Rebecca Johnston Headshot

City/State/Country: Springfield, Illinois, USA

Disease(s): Autoimmune Hepatitis (2002 – Present); Primary Sclerosing Cholangitis (2017 – Present)

“Have you noticed that your eyes are kind of yellow?”

My family members noticed it first, and soon enough, I was referred to a specialist after my lab results revealed that my liver enzymes were elevated. One year later, I was formally diagnosed with autoimmune hepatitis. For ten to fifteen years, I managed my liver disease through the help of two medications although the high dosage of medication at the start of my liver health journey made me feel absolutely miserable. Several years ago, I was hospitalized for two weeks due to a cholangitis attack, leading to a diagnosis of primary sclerosing cholangitis. Soon after, I was given a tumor marker test at the Mayo Clinic. This was the game changer: I learned of the possibility that my liver disease could progress to liver cancer. Although it was the doctors who informed me of this possibility, it really took some personal research to dive deeper into the breadth and depth of information. From articles and online forums to Facebook groups and mobile phone apps, I became more proactive in educating myself about liver disease.

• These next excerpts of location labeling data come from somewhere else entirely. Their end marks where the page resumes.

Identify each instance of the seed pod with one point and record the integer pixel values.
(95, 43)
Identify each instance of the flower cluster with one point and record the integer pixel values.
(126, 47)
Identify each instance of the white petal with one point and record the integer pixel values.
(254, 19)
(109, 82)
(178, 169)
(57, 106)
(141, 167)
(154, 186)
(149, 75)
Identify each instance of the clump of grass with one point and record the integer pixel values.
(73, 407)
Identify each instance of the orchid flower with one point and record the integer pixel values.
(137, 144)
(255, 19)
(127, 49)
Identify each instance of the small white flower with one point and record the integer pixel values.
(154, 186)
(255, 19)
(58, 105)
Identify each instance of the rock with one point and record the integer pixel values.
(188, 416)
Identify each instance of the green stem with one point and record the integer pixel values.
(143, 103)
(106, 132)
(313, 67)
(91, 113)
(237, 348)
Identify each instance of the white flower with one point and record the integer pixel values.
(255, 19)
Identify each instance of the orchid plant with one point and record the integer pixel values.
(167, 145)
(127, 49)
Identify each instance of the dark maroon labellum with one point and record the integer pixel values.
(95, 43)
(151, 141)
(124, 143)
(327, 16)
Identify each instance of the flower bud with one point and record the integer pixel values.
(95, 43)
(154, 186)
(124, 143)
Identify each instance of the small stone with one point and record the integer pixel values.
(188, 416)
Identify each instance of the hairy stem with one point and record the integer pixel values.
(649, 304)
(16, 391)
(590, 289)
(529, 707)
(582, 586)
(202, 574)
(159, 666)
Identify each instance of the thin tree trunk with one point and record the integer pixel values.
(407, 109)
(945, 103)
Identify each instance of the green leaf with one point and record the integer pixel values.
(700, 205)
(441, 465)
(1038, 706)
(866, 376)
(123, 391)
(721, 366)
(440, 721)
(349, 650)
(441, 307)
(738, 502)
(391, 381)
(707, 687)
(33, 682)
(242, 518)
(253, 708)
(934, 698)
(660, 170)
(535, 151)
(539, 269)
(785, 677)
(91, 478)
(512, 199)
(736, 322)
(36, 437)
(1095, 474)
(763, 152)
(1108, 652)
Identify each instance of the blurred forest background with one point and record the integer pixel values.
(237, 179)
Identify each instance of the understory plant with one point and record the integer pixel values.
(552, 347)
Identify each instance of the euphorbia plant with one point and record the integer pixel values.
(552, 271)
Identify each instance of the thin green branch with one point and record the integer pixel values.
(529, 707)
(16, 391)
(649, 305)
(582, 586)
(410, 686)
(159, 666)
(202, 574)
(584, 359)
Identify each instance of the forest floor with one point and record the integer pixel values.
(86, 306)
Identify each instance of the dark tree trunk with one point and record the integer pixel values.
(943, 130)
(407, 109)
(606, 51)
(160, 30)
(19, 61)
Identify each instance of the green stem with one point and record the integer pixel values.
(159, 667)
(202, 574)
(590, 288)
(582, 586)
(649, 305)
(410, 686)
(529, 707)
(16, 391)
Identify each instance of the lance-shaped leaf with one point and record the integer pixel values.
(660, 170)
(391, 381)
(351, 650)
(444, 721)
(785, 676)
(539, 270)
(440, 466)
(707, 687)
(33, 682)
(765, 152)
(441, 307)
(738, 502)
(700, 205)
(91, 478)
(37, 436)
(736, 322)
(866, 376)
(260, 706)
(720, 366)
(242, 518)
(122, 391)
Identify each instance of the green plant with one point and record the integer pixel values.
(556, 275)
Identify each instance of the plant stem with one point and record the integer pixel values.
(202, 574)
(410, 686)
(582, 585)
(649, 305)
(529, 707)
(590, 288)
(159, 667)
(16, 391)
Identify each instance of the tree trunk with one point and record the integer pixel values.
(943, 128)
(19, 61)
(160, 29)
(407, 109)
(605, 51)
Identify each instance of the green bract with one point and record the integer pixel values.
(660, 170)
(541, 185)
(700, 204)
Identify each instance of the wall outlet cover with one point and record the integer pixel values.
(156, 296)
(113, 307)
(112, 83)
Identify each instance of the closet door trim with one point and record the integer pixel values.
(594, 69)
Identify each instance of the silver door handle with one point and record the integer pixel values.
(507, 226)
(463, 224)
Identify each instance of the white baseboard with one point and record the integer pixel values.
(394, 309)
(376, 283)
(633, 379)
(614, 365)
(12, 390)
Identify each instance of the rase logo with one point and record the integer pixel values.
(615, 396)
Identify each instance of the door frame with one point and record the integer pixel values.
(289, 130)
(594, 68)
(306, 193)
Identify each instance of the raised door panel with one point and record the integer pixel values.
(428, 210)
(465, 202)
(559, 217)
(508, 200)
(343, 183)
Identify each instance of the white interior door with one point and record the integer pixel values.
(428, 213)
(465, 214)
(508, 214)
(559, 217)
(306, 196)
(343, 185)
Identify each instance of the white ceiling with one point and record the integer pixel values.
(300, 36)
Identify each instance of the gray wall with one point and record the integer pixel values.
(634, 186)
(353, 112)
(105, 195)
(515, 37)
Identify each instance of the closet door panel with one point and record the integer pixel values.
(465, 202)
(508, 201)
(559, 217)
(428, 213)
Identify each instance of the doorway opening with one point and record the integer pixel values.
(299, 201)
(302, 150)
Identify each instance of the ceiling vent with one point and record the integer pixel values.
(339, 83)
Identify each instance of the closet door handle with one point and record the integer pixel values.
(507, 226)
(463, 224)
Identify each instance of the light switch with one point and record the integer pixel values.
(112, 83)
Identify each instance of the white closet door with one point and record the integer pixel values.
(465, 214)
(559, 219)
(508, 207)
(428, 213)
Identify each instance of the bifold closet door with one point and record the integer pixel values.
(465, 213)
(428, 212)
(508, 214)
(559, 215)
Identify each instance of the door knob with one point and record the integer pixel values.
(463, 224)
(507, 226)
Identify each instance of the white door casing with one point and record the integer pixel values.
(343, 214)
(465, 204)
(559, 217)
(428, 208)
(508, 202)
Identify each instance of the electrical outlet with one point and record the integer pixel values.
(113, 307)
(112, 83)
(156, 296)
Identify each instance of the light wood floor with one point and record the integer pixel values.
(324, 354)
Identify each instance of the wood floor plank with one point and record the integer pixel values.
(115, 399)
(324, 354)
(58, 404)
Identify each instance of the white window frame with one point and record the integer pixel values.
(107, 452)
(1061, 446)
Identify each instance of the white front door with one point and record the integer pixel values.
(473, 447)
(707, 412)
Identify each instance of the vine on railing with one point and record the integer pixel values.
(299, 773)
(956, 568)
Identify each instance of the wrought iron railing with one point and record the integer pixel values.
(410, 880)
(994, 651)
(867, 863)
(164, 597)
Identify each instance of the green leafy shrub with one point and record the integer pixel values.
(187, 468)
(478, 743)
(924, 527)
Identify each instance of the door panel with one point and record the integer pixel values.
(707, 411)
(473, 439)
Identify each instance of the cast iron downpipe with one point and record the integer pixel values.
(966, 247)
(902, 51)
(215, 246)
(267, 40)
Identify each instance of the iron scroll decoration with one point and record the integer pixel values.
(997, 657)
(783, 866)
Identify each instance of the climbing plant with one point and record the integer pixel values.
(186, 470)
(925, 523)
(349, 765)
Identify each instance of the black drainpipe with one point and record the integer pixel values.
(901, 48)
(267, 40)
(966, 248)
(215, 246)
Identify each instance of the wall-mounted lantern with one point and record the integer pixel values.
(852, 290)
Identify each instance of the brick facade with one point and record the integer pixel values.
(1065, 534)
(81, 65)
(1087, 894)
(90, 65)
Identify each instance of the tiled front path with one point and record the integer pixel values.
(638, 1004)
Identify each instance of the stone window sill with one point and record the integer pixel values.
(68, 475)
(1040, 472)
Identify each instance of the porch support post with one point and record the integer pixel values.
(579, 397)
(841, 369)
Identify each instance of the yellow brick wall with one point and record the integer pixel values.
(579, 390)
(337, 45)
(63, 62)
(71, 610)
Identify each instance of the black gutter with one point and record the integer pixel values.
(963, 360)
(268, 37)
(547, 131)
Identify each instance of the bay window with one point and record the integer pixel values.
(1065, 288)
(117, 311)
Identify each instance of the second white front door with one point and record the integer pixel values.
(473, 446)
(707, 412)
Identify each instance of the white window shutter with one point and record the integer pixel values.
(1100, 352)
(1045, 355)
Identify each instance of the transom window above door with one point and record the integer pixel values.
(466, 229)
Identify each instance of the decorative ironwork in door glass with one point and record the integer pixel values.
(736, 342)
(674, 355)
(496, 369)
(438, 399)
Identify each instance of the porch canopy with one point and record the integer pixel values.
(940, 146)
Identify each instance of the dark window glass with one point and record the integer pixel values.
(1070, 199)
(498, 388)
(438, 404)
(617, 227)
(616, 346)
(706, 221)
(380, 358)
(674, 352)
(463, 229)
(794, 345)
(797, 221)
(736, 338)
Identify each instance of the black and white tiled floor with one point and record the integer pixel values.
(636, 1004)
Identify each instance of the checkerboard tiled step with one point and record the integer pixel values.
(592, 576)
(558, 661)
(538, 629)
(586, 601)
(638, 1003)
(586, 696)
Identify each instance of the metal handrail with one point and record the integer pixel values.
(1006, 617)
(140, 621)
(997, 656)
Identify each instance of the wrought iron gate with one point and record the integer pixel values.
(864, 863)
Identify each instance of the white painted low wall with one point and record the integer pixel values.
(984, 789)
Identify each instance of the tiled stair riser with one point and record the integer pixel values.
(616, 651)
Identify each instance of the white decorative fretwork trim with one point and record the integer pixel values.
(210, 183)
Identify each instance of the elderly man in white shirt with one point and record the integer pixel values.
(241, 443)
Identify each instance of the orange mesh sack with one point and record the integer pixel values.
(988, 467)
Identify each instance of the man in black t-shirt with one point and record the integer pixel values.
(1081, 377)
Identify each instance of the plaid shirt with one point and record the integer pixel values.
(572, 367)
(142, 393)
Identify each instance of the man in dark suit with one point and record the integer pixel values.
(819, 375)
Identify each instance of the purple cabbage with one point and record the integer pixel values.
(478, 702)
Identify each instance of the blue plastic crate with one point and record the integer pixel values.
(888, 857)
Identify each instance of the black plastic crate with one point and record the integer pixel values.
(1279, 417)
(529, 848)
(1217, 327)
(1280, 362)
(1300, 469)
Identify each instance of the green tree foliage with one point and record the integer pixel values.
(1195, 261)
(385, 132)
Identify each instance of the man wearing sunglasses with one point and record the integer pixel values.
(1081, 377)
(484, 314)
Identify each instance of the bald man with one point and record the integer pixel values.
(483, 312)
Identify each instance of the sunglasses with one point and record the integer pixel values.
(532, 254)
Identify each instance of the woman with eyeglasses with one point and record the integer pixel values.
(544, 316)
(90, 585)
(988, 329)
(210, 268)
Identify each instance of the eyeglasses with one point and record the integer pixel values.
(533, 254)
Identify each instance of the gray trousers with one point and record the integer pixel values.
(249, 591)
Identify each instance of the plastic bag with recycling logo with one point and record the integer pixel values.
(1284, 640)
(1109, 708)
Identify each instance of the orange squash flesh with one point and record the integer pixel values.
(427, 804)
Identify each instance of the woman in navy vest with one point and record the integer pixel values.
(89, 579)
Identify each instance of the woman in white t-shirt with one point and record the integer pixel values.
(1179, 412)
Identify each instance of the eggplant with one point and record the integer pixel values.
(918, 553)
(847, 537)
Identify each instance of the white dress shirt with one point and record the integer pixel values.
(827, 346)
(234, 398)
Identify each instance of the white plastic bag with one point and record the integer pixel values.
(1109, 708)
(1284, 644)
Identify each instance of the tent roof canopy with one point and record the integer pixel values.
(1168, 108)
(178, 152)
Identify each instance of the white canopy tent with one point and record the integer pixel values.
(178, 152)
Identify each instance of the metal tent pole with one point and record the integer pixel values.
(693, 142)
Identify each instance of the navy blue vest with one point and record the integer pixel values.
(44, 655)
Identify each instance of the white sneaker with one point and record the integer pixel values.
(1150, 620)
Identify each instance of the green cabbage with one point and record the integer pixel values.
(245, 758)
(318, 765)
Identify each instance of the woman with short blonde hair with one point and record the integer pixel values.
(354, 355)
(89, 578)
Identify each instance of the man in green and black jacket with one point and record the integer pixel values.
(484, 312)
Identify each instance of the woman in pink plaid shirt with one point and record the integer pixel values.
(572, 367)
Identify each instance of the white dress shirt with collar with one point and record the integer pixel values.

This was the start to my journey in advocacy.

A lot of times this battle with liver disease feels isolating, but connecting with others who understand what you’re going through across different Facebook groups is really comforting. I’ve also taken a more active role in these groups, over the years, by sharing my personal experience or the articles I’ve read — ultimately raising awareness of liver disease. It is important to me to spread the word about liver disease and to educate others as lack of awareness can have serious consequences. Stigma, for example, is hurtful – especially when it comes from medical professionals – but it stems from a lack of education. So, there is no time like the present to inform others that liver disease can happen to anybody, not just people who drink alcohol.

Although living with liver disease is physically and emotionally challenging, I have been able to live a normal life – traveling, snorkeling, having children. So, do not limit yourself and do not hold back from doing something because you are scared or you are worried about the “what ifs”. If you live your life with those limitations, you’ll have no life at all.